= WhyHunger =

US non-profit organization

WhyHunger (formerly known as World Hunger Year, or WHY) is a 501(c)(3) organization (non-profit organization) that says it aims to end hunger by providing access to nutritious food both in the U.S. and the world.

== Scope ==
The organization works with more than 8,000 community-based groups across the globe and has worked in 30 countries. These groups aim to help people to help themselves through food production, job-training programs, nutrition education, community economic development, healthcare workshops, youth programming, leadership development and more.

Why Hunger partners with organizations in 25 countries, they helped establish a sustainable farming school in Colombia, and support U.S. food programs, like an urban farm and co-op in Detroit.

== History ==
Founded in September 1975 by musician Harry Chapin and radio host Bill Ayres, WhyHunger began as a commitment between two friends and has grown into a global non-profit.

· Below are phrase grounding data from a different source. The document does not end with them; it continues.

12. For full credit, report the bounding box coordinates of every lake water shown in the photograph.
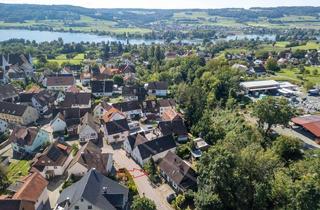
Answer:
[0,29,163,45]
[0,29,277,44]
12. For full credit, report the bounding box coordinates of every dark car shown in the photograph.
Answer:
[166,193,176,204]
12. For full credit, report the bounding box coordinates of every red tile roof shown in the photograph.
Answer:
[12,172,48,203]
[292,115,320,137]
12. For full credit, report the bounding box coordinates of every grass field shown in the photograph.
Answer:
[267,67,320,86]
[7,160,30,183]
[48,53,85,65]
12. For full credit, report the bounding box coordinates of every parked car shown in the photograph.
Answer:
[166,193,176,204]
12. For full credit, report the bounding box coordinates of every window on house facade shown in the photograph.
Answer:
[74,206,79,210]
[88,206,92,209]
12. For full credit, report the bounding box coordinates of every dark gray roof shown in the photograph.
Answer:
[0,101,28,116]
[19,93,36,103]
[91,80,114,93]
[112,101,141,112]
[57,169,128,210]
[32,90,57,107]
[147,81,168,90]
[0,199,35,210]
[60,92,91,108]
[141,100,158,114]
[159,151,197,191]
[105,119,129,135]
[137,135,176,160]
[158,99,176,107]
[69,141,111,175]
[122,86,147,101]
[127,132,148,150]
[47,75,75,87]
[158,120,188,136]
[0,84,18,101]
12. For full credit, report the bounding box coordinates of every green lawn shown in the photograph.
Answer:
[7,160,30,183]
[48,53,85,65]
[267,67,320,86]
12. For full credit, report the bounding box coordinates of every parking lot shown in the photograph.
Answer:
[290,93,320,113]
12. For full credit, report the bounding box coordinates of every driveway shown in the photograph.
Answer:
[102,144,173,210]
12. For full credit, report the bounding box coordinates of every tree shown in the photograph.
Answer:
[196,143,281,210]
[272,136,303,163]
[253,97,294,135]
[45,61,60,72]
[143,158,159,183]
[0,165,9,193]
[271,157,320,209]
[71,143,79,156]
[265,57,280,71]
[113,75,124,86]
[173,194,186,210]
[131,196,156,210]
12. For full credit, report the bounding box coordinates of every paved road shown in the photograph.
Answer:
[274,126,320,149]
[243,113,320,149]
[102,145,173,210]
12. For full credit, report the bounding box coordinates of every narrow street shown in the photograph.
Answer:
[102,144,173,210]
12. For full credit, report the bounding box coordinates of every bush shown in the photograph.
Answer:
[176,144,191,159]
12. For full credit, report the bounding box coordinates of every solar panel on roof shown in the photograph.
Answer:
[47,146,63,162]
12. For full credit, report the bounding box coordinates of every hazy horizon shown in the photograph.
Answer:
[0,0,319,9]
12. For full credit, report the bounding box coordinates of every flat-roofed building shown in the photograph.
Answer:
[240,80,280,94]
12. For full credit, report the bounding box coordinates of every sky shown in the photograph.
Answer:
[0,0,319,9]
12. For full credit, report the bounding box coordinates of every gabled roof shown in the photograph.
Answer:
[147,81,168,90]
[292,115,320,137]
[102,107,126,123]
[69,141,112,175]
[0,199,35,210]
[122,86,147,101]
[57,169,128,210]
[32,90,57,107]
[0,101,29,116]
[127,133,148,150]
[9,127,39,147]
[136,135,176,160]
[112,101,141,112]
[12,172,48,203]
[158,99,176,108]
[162,109,182,121]
[60,92,91,108]
[91,80,114,93]
[105,119,129,135]
[46,76,75,87]
[32,141,71,170]
[66,85,80,93]
[159,151,197,191]
[7,54,31,66]
[141,100,158,114]
[53,108,81,121]
[158,120,188,136]
[0,84,19,101]
[79,113,100,133]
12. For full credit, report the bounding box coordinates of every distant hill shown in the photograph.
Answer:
[0,4,319,24]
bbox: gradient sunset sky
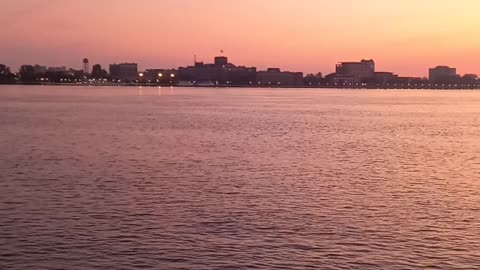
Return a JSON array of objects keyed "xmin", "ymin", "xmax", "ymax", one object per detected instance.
[{"xmin": 2, "ymin": 0, "xmax": 480, "ymax": 76}]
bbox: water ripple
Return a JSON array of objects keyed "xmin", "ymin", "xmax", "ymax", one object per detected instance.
[{"xmin": 1, "ymin": 86, "xmax": 480, "ymax": 269}]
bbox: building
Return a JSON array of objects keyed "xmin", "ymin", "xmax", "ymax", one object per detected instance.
[
  {"xmin": 224, "ymin": 65, "xmax": 257, "ymax": 85},
  {"xmin": 109, "ymin": 63, "xmax": 138, "ymax": 81},
  {"xmin": 47, "ymin": 66, "xmax": 68, "ymax": 74},
  {"xmin": 336, "ymin": 59, "xmax": 375, "ymax": 79},
  {"xmin": 326, "ymin": 59, "xmax": 376, "ymax": 85},
  {"xmin": 178, "ymin": 62, "xmax": 217, "ymax": 83},
  {"xmin": 325, "ymin": 73, "xmax": 361, "ymax": 85},
  {"xmin": 256, "ymin": 68, "xmax": 303, "ymax": 86},
  {"xmin": 214, "ymin": 56, "xmax": 228, "ymax": 66},
  {"xmin": 32, "ymin": 65, "xmax": 47, "ymax": 75},
  {"xmin": 373, "ymin": 72, "xmax": 398, "ymax": 84},
  {"xmin": 177, "ymin": 56, "xmax": 256, "ymax": 85},
  {"xmin": 429, "ymin": 66, "xmax": 456, "ymax": 82},
  {"xmin": 143, "ymin": 69, "xmax": 178, "ymax": 84},
  {"xmin": 463, "ymin": 74, "xmax": 478, "ymax": 81}
]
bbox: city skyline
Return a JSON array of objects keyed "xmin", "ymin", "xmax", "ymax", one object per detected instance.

Harry Chapin served as the chair of President Jimmy Carter's Commission on World Hunger. After Harry Chapin died in a car crash in 1981, family, friends, fans and the music community worked to ensure that WhyHunger lived on. Today, Jenique Jones serves as WhyHunger's executive director. Harry's brother Tom Chapin sits on the board of directors, his brother Steve Chapin sits on the advisory board.